As the current partial government shutdown has become the longest in U.S. history--even with the latest polls showing President Donald Trump and his fellow Republicans increasingly seen as the ones to blame for the crisis--it remains to be seen how the Democrats, with no reason to give ground, can apply enough pressure to bring the current impasse to an end.
But according to journalist and activist Barbara Ehrenreich and veteran labor organizer Gary Stevenson, it's possible that the best bet--and in their minds, a key opportunity--is for the hundreds of thousands of federal employees now furloughed or forced to work without pay to take matters into their own hands.
While acknowledging how "painful" the shutdown has been for federal workers and their families locked out of work for more than three weeks, Ehrenreich and Stevenson argue in a New York Timesop-ed published Monday that the current political deadlock between the two major political parties is "also an opportunity for labor to take a stand."

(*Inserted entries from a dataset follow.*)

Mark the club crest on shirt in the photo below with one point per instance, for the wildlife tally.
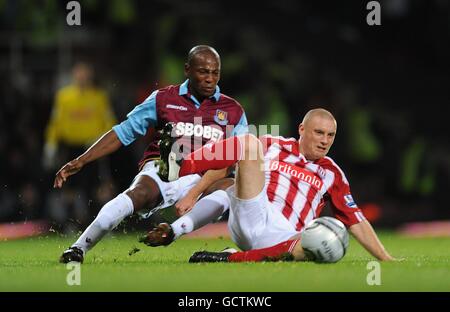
(349, 201)
(221, 117)
(321, 172)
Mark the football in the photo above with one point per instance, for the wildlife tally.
(325, 239)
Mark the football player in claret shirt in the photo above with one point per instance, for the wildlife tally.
(281, 185)
(199, 112)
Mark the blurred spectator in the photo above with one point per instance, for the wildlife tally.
(80, 115)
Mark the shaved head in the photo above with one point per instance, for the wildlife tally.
(202, 50)
(317, 132)
(320, 112)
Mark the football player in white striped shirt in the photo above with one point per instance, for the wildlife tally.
(281, 185)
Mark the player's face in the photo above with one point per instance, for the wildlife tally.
(203, 74)
(316, 137)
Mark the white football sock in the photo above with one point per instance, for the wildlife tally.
(112, 213)
(206, 210)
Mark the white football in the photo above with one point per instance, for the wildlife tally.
(325, 239)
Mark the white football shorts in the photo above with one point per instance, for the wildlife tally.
(171, 191)
(255, 223)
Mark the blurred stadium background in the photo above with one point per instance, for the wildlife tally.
(387, 86)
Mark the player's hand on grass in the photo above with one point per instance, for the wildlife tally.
(185, 204)
(66, 171)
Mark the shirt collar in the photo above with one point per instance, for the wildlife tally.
(184, 90)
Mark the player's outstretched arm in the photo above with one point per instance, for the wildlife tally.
(366, 236)
(106, 145)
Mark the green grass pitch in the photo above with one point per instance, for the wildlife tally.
(31, 265)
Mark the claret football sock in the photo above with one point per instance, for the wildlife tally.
(281, 251)
(219, 155)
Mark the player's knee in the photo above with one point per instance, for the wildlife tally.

Putting a strategic focus on the nation's Transportation Security Administration (TSA) workers--"among the most visible" of the estimated 800,000 workers affected by the shutdown--the op-ed explores the idea of TSA workers going beyond passive resistance like sick-outs (an estimated 5.6 percent of the total 51,000 member TSA workforce called in sick last Saturday), and doing something bolder and more coordinated: "a genuine, old-fashioned strike, one with picket lines, chants, quickened pulses and the power to reignite the traditional fighting spirit of American labor."
"Is there something more they can do--?" Ehrenreich and Stevenson ask, referring to the passive and uncoordinated calling out sick to work. "Something that would turn their plight into a stand not just against the shutdown but also against the arbitrary and insulting way American workers are so often treated in general?"
The TSA workers, they continue, "should use last year's teachers' strikes as a model. They were called not by the leadership of the teachers' unions but by the rank and file. It was a new kind of labor activism, starting at the bottom and depending heavily on community support. By sticking together and creating their own communication system, the teachers succeeded in sending a powerful message of solidarity and strength."
From the op-ed:
This is a moment of tremendous opportunity. An unpopular president has arbitrarily plunged nearly a million families into financial jeopardy and in some cases poverty. If airport workers, for example, declare a strike, they can expect to attract fervent community support. Even travelers who have a hard time believing that the key to air safety lies in their shoes or laptop are likely to listen to the federal inspectors who have been picketing major airports with signs asking: "Was your airplane properly repaired and inspected today? The F.A.A. does not know!"
Whether rank-and-file action by T.S.A. workers and other federal employees would have the power of last year's teachers' strikes remains to be seen. How long would the public support it? And what about the business community, which depends so heavily on the smooth transfer of corporate travelers from one airport to another?
To the question of public backing, the idea of a #TSAStrike was finding plenty of anecdotal support across social media:
While the op-ed authors admit that a strike of TSA agents, because they are essential federal workers "would be illegal, as was the wave of public-sector strikes in the 1960s and '70s," the moral case for such an action is "unquestionably firm." And they, add, "the time has come."
Because the "federal government has broken its contract with its employees -- locking some of them out of their workplaces and expecting others to work for the mere promise of eventual pay," the TSA workers would be on very firm footing to walk off the job on behalf of themselves and the greater good.
Without some kind of major shift, write Ehrenreich and Stevenson, "All we know is that the shutdown continues without a break in sight."